Le premier chèque du Golfe encaissé

La balance des paiements s’est encore relativement améliorée en ce début d’année et les avoirs extérieurs nets sont en passe de retrouver un niveau passablement satisfaisant après le sérieux étiage de l’année dernière. Sauvé par l’encaissement de 1,5 milliard de dollars américains levés en fin d’année dernière sur le marché obligataire international, le solde de la balance des paiements avait fini par sérieusement inquiéter sur les capacités de l’économie à régler ses comptes. Mais si la situation s’est améliorée, le spectre d’une raréfaction des moyens de paiement à l’international reste présent. Des experts jugent, en effet, que le volume des avoirs extérieurs nets ne se constituera pas de manière substantielle tant que la balance commerciale est déficitaire et que les importations progresseront ad valorem plus vite que les exportations. Ce qui, à leur sens, s’inscrit dans la logique de la conjoncture de crise actuelle et commande de réguler plus en avant les achats à l’étranger.

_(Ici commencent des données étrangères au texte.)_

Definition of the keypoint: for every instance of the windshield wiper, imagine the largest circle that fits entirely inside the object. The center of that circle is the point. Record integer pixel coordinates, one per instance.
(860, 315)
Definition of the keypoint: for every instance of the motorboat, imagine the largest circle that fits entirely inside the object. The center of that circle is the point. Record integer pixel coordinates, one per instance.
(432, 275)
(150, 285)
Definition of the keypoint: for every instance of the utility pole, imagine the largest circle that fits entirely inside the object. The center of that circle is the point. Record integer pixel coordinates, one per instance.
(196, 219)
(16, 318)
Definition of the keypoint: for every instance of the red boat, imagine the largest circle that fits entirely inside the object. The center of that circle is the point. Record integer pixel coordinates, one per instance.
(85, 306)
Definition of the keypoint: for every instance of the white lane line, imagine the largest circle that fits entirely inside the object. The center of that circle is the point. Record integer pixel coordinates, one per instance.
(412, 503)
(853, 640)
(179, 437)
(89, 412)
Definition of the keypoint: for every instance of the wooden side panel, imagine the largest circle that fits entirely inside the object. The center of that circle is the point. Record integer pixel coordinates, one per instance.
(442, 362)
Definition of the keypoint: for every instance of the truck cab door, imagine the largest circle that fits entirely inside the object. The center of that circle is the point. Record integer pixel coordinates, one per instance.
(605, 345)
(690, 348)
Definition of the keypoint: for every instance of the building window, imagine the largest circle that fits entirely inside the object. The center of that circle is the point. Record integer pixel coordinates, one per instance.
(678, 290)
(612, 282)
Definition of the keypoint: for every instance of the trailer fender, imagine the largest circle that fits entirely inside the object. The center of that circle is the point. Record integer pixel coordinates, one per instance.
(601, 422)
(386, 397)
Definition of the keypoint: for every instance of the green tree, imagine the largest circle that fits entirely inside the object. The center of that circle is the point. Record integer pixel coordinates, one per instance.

Boostés une première fois par l’encaissement- le 11 décembre dernier- de l’emprunt obligataire réalisé sur le marché américain, les avoirs de la banque centrale se sont établis à 142,7 milliards de dirhams à la mi-décembre. Ce faisant, ils auraient enregistré une hausse de 8,2% et marqué une première progression par rapport à leur niveau d’octobre où ils ne représentaient plus que 3 mois et 24 jours d’importations. De fait, ces réserves se sont montées à 145,4 milliards de dirhams (MMDH) au 18 janvier, soit une nouvelle augmentation de 0,6% depuis le début du mois. Toutefois, ce niveau reste en deçà de l’ancien encours des avoirs extérieurs en accusant un repli de 16,4%, en annuel. Ce à quoi l’encaissement de la 1ère tranche d’aide des pays du Golfe devrait apporter une amélioration aussi substantielle que celle obtenue par effet de l’emprunt obligataire en fonds américains. Sur les 5 milliards de dollars promis par l’Arabie Saoudite, le Qatar, les Emirats Arabes Unis et le Koweït, le Maroc aurait reçu 2,5 milliards comme premier acompte d’une série de décaissements dont le total servira au financement du développement social. Ces fonds serviront, en effet, à financer des projets créateurs d’emploi, des investissements agricoles, la promotion de l’enseignement… En fait, toute réalisation répondant aux attentes des populations et donc, susceptibles de renforcer la résilience économique et sociale qui a épargné au Maroc les troubles que connaît la majorité des pays arabes. Cependant, l’amélioration due à ce nouvel apport serait éphémère si le gouvernement ne prenait pas des mesures tendant à réduire les importations. En fait, les déclarations de certains ministres du PJD donnent à penser que les produits jugés de luxe devraient faire l’objet de taxations internes – les douanières étant mal perçues par l’Organisation mondiale du commerce – propres à en rendre le prix dissuasif. Exemple de ces déclarations, celle qui a été faite par Lahcen Daoudi sur le milliard de dirhams dépensé annuellement en parfums importés ou, dernièrement, sur le chocolat.